Although the topic of hepatic I/R injury has been studied extensively in recent decades, the molecular mechanisms underlying this effect largely remain poorly understood. Interestingly, however, the pharmaceutical inhibition of glycogen synthase kinase (GSK)-3β was previously reported to protect the liver from I/R-induced injury (Moreno et al., 2007; Varela et al., 2010). Given the fact that the rutin found in the flavonoid-enriched fraction regulates the phosphorylation of GSK-3β (Bourogaa et al., 2011), this compound can presumably play a key role in GSK-3β signaling and tissue function regulation during hepatic I/R injury.

During reperfusion, the influx of a large amount of O₂ is known to induce an increased electron leak in the mitochondrial respiratory electron transport chain and a neutrophil respiratory burst. These two processes lead to the generation of oxygen free radicals (Arab et al., 2009; Nishikawa et al., 2009; Ozmen et al., 2009). Postconditioning provides the liver with several cycles of on/off flow before reperfusion to control the generation of oxygen free radicals. This method, which is equivalent to the slow and intermittent reoxygenation in controls, consequently decreased the burst of oxygen free radicals when the liver cell was suddenly reoxygenated, thus activating the intracellular antioxidant enzymes (CAT, SOD, and GPx) and free radical scavengers to exert protective effects (Peralta et al., 2003; Wu et al., 2007). The results of the present study suggested that both pharmacological preconditioning and postconditioning reduce the liver damage marked by decreased AST, ALT, LDH, and ALP activities. The protective effects against hepatic IRI could be attributed to the role that those combinations played in reducing the level of tissue oxidative stress. The combination between the pharmacological preconditioning and postconditoning procedures could also be hypothesized to show more effective protection effects against hepatic ischemia and reperfusion injury than individual treatments. The use of ischemic preconditioning in combination with ischemic postconditioning could offer additive protection by increasing the GPx, SOD, and CAT activities and reducing the level of lipid peroxidation.
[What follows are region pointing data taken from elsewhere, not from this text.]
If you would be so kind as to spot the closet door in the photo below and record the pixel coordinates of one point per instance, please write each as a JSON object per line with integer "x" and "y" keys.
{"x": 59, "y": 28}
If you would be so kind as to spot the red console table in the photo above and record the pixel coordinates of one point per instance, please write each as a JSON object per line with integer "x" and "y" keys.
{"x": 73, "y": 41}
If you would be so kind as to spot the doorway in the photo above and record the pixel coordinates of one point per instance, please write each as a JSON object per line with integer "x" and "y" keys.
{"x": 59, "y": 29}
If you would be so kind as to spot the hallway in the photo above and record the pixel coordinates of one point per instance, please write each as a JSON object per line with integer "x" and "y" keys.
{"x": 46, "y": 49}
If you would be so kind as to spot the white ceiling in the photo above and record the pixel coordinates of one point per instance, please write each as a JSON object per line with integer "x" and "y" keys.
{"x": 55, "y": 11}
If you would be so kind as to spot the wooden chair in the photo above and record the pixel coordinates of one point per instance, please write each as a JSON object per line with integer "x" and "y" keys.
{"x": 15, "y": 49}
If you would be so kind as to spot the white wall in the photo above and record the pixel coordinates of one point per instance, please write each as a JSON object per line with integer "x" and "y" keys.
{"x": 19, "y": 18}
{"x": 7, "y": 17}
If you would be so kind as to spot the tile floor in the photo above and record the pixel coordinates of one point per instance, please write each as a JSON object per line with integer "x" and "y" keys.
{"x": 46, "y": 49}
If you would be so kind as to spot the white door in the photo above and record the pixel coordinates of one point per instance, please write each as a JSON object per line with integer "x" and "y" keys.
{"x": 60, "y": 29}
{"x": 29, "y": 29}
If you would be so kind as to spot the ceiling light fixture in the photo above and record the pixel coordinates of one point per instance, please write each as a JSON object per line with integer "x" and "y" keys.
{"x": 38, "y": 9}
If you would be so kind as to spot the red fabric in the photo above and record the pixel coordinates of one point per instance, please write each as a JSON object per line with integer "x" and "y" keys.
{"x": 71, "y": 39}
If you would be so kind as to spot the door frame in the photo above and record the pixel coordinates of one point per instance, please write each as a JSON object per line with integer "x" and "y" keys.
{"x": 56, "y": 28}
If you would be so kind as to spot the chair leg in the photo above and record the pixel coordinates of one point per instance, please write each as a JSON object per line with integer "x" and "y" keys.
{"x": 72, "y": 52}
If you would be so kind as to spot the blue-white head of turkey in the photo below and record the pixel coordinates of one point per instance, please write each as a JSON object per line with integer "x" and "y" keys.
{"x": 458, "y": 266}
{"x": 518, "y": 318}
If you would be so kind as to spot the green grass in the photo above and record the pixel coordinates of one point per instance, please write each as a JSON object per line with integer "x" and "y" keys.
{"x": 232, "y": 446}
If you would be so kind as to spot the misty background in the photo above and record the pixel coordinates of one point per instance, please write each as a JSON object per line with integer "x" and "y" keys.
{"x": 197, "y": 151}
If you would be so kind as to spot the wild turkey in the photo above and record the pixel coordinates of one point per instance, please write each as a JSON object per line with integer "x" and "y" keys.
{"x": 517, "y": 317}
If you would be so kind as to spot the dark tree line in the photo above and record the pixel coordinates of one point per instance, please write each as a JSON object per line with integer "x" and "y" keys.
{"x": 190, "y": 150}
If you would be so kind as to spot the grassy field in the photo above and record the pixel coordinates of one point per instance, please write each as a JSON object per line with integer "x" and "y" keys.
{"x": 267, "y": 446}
Taken together, the results of the present study demonstrate that the application of H. scoparia flavonoid as a pharmacological precondiotning procedure reduce hepatocellular injuries after I/R. The use of the flavonoidic fraction in our study showed that flavonoid could further improve the oxidation resistance. More interestingly, the combined application of pharmacological preconditioning and postconditioning could provide synergistic protection against liver ischemic reperfusion injury.

Acknowledgements

The authors would like to express their sincere gratitude to Mr. Anouar Smaoui from the English Language Unit at the Faculty of Science of Sfax for his constructive proofreading and language polishing services.

Declaration of interest

The authors report that they have no conflicts of interest. This research study did not receive any specific grant from any funding agency in the public, commercial or not-for-profit sectors.